Linear/ridge regression tutorial

Linear regression and ridge regression are simple machine learning techniques that aim to estimate the parameters of a linear model. Assuming we have n predictor points x_i, of dimensionality d, and n responses y_i, we are trying to estimate the best fit for b_i with 0 <= i <= d in the linear model

y_i = b_0 + sum_j (b_j x_ij)

for each predictor x_i and response y_i. If we take each predictor x_i as a row in the matrix X and each response y_i as an entry of the vector y, we can represent the model in vector form:

y = Xb + b_0

The result of this method is the vector b, including the offset term (or intercept term) b_0.

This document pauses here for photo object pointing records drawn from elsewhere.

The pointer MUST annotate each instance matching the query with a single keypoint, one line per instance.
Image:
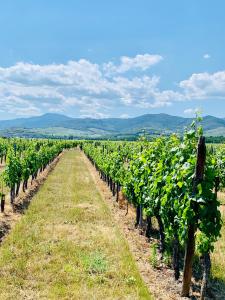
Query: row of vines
(174, 181)
(24, 159)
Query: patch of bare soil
(12, 214)
(160, 279)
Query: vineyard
(175, 182)
(172, 183)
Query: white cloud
(141, 62)
(206, 56)
(204, 86)
(84, 88)
(192, 111)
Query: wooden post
(2, 203)
(190, 245)
(206, 260)
(176, 265)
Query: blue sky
(112, 58)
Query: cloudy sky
(112, 58)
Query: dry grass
(67, 245)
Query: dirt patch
(160, 280)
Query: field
(67, 245)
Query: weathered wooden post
(190, 245)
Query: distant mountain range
(58, 125)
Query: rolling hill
(58, 125)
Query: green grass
(67, 245)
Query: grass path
(67, 245)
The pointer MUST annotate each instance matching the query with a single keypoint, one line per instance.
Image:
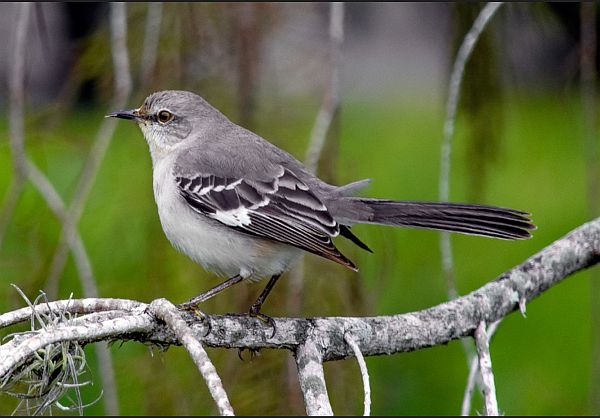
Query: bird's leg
(255, 308)
(193, 302)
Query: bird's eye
(164, 116)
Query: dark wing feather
(283, 209)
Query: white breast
(218, 248)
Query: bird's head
(167, 118)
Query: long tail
(473, 219)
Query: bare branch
(364, 372)
(166, 311)
(473, 375)
(331, 98)
(315, 340)
(309, 361)
(151, 37)
(471, 382)
(16, 87)
(122, 75)
(458, 70)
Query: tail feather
(472, 219)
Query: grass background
(541, 362)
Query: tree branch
(315, 340)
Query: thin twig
(485, 369)
(364, 372)
(309, 361)
(329, 106)
(86, 277)
(167, 312)
(315, 340)
(122, 75)
(473, 375)
(16, 88)
(331, 98)
(456, 78)
(591, 151)
(150, 46)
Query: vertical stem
(312, 379)
(16, 89)
(329, 107)
(150, 46)
(456, 78)
(485, 368)
(592, 154)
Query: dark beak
(131, 114)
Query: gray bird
(245, 209)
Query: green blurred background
(519, 142)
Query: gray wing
(281, 209)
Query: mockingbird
(245, 209)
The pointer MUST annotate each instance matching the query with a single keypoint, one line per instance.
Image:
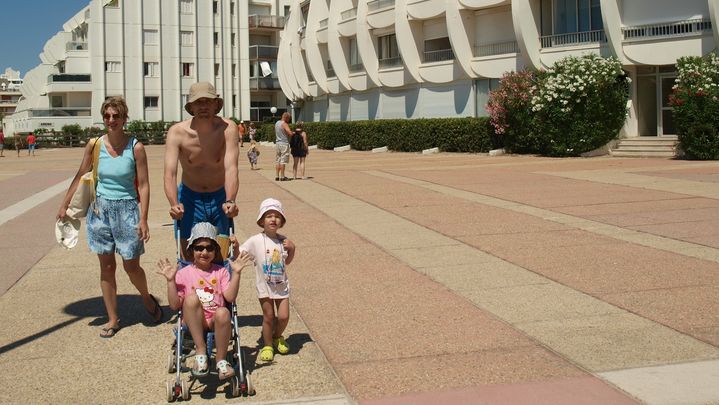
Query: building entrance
(654, 86)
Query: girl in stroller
(203, 289)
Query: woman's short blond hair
(116, 102)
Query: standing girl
(116, 222)
(272, 253)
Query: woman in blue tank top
(116, 220)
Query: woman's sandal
(224, 370)
(200, 367)
(267, 353)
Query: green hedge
(402, 135)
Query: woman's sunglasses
(200, 248)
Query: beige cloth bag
(85, 193)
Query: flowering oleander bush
(579, 105)
(510, 111)
(695, 100)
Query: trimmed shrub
(580, 105)
(695, 100)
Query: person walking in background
(18, 143)
(243, 130)
(116, 222)
(282, 146)
(31, 144)
(252, 131)
(298, 144)
(206, 147)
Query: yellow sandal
(267, 353)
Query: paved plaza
(418, 279)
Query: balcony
(379, 4)
(61, 112)
(76, 46)
(679, 29)
(266, 21)
(264, 83)
(438, 56)
(264, 52)
(573, 38)
(390, 62)
(499, 48)
(66, 77)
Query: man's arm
(232, 154)
(172, 154)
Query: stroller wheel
(169, 391)
(171, 363)
(185, 390)
(235, 387)
(250, 387)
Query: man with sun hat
(206, 147)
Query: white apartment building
(151, 52)
(372, 59)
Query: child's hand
(166, 269)
(288, 245)
(240, 262)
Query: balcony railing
(264, 83)
(63, 78)
(496, 49)
(356, 67)
(263, 52)
(573, 38)
(76, 46)
(686, 28)
(266, 21)
(349, 14)
(258, 114)
(438, 56)
(375, 5)
(60, 112)
(390, 62)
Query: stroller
(183, 347)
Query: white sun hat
(202, 230)
(270, 204)
(67, 231)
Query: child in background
(272, 253)
(203, 289)
(252, 155)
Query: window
(484, 86)
(113, 67)
(151, 69)
(568, 16)
(188, 69)
(150, 37)
(187, 7)
(187, 38)
(152, 102)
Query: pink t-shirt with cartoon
(207, 285)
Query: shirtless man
(206, 147)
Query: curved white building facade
(373, 59)
(151, 52)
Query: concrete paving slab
(676, 384)
(618, 341)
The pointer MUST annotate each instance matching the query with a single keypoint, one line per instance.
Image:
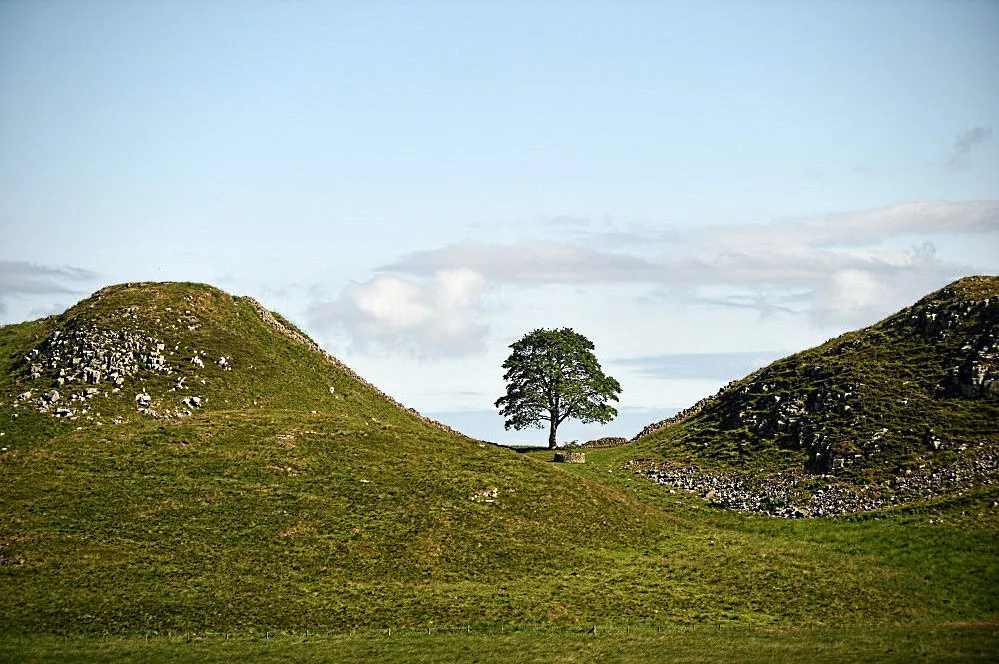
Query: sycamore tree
(552, 376)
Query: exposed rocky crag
(102, 361)
(917, 394)
(85, 362)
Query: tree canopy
(552, 376)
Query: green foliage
(624, 644)
(876, 397)
(248, 518)
(552, 376)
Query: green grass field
(324, 518)
(707, 645)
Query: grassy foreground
(974, 643)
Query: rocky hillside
(909, 405)
(166, 351)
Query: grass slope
(245, 517)
(882, 401)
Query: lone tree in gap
(552, 375)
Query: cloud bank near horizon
(434, 317)
(21, 278)
(836, 270)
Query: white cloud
(841, 268)
(965, 142)
(38, 290)
(23, 278)
(433, 317)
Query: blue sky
(697, 187)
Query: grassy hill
(903, 410)
(296, 496)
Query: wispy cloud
(965, 142)
(19, 279)
(423, 317)
(700, 366)
(837, 269)
(23, 278)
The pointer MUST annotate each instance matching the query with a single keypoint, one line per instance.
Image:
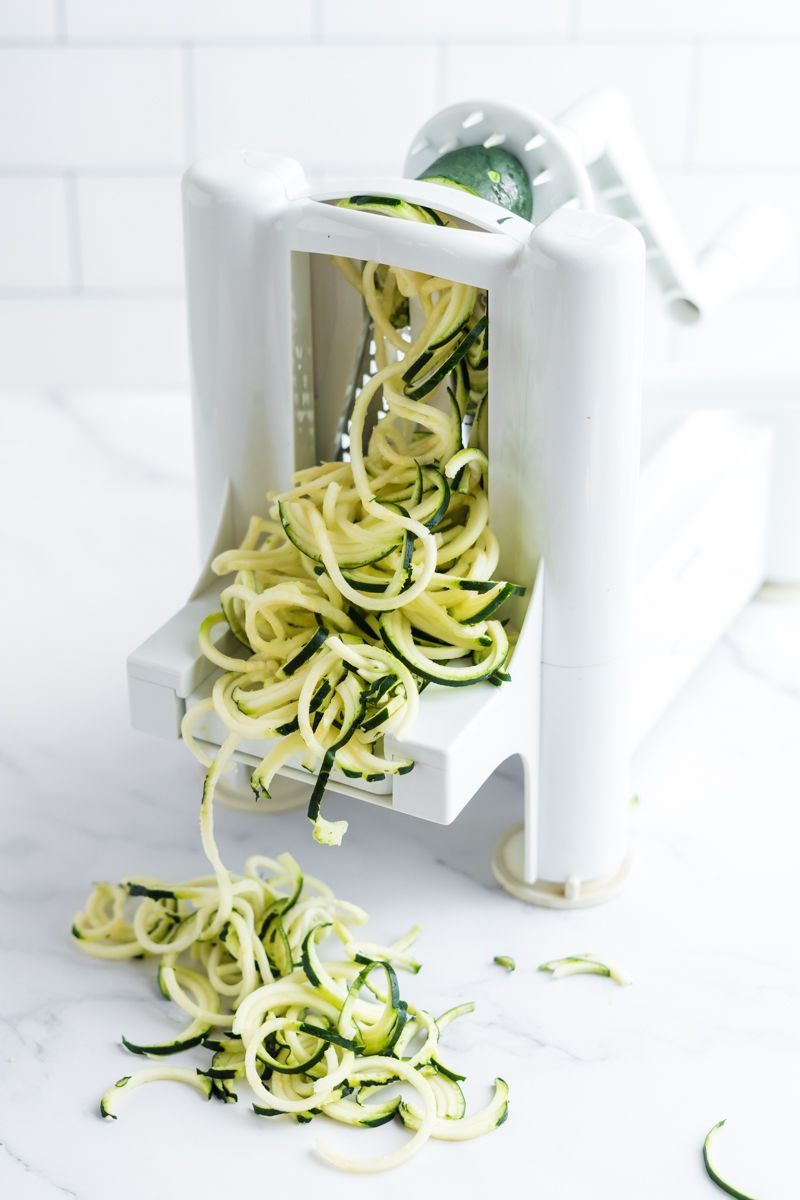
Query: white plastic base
(573, 893)
(234, 792)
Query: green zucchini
(711, 1171)
(489, 172)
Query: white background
(103, 102)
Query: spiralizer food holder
(276, 336)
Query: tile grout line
(72, 216)
(60, 21)
(693, 105)
(573, 22)
(317, 22)
(188, 93)
(443, 73)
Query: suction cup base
(575, 893)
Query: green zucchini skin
(489, 172)
(710, 1170)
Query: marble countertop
(612, 1089)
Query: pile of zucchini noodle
(370, 580)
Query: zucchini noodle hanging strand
(374, 577)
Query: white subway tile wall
(102, 105)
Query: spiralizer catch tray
(275, 341)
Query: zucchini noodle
(370, 579)
(240, 954)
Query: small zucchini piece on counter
(151, 1075)
(711, 1171)
(583, 964)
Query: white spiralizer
(275, 336)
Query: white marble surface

🔗 Command-line `mlpack_linear_regression`

The simplest way to perform linear regression or ridge regression in mlpack is to use the mlpack_linear_regression program. This program will perform linear regression and place the resultant coefficients into one file. Note that this guide details the mlpack_linear_regression command-line program, but because mlpack also has bindings to other languages, functions like linear_regression() exist in Python and Julia, and each example below can be easily adapted to those languages.

The output file holds a vector of coefficients in increasing order of dimension; that is, the offset term (b_0), the coefficient for dimension 1 (b_1, then dimension 2 (b_2) and so forth, as well as the intercept. This executable can also predict the y values of a second dataset based on the computed coefficients.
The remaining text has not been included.